Peki böyle bir ortamda; yâni yüzyüze görüşmelerin dört yıldır yapılamadığı, dolaylı görüşmelerin de AB'nin taraflı tutumu yüzünden bir yılı aşkın bir süredir askıya alındığı, Türk tarafında yoğun AB propagandası sayesinde toplumun direnme gücünün iyice sıfırlandığı bir ortamda Denktaş neden mektup yazarak insiyatifi ele almıştır ve Klerides elindeki kartlar Helsinki süreci sayesinde alabildiğine güçlüyken neden görüşmeyi, yemek yemeyi kabul etmiştir? Ne olacaktır bu görüşmelerin sonunda?
El cevap; Denktaş ile Klerides'in ilk defa görüştükleri 1968'den beri yâni 33 yıldır ne olduysa o olacaktır. Bir 33 yıl daha bu mesele sürecektir, gıdaları kriz olan iki lider de o çok bayıldıkları "makam ve memuriyet statülerini", vaz geçilmez adam kişiliklerini koruyacaklardır.

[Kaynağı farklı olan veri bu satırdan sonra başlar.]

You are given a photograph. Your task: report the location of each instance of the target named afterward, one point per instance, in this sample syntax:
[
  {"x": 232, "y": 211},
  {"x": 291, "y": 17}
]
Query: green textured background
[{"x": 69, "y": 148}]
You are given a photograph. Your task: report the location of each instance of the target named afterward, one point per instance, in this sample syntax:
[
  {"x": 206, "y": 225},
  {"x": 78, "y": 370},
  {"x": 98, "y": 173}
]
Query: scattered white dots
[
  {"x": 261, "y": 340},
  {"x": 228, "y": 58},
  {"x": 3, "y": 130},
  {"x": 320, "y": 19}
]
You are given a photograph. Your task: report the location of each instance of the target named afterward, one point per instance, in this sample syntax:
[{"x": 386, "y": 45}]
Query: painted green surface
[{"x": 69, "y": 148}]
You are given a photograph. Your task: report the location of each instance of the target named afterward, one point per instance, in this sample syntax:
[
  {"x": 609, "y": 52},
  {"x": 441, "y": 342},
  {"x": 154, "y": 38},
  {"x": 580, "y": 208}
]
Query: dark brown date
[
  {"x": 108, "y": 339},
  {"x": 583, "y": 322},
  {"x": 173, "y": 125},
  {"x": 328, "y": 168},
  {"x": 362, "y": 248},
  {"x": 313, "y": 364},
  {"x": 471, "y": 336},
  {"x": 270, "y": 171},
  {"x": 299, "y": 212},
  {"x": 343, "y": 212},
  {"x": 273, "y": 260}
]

Tabiî yukarıdaki hüküm daha çok Denktaş için geçerlidir. 33 yıldır Klerides en az beş defa başkalarıyla yer değiştirip tekrar gelmiştir ama Denktaş bu 33 yılın son 28 yılı kesin "tek adam"dır.
Türkler başka adam mı yetiştirememişlerdir, yoksa Türk tarafında seçmenlerin özgür iradelerini engelleyen bir "gayri demokratik" durum mu mevcuttur?
Tek adam olduğu halde 33 yıldır Kıbrıs konusunu neden çözememiştir Denktaş?
Çünkü siyasi, tarihi, coğrafi ve askeri gereklerin dayattığı Türklerin hâkim olacağı "bütün Kıbrıs"ı istememektedir. Adayı bölmüştür. Adanın güney yarısını Rumlara teslim etmiştir. 1975'te Klerides'le anlaşarak nüfus mübadelesi gerçekleştirmiş (Güneydeki Türkler Kuzeye, Kuzey'deki Rumlar yerinde), 1995'te de annesinin Baf'taki mezarını bile kuzeye taşıtarak düşüncelerini açıkça ifade etmiştir. Sunî çözüm peşindedir, ipe un sermektedir, Türkiye'yi, Yunanlıları ve dünyayı oyalamaktadır.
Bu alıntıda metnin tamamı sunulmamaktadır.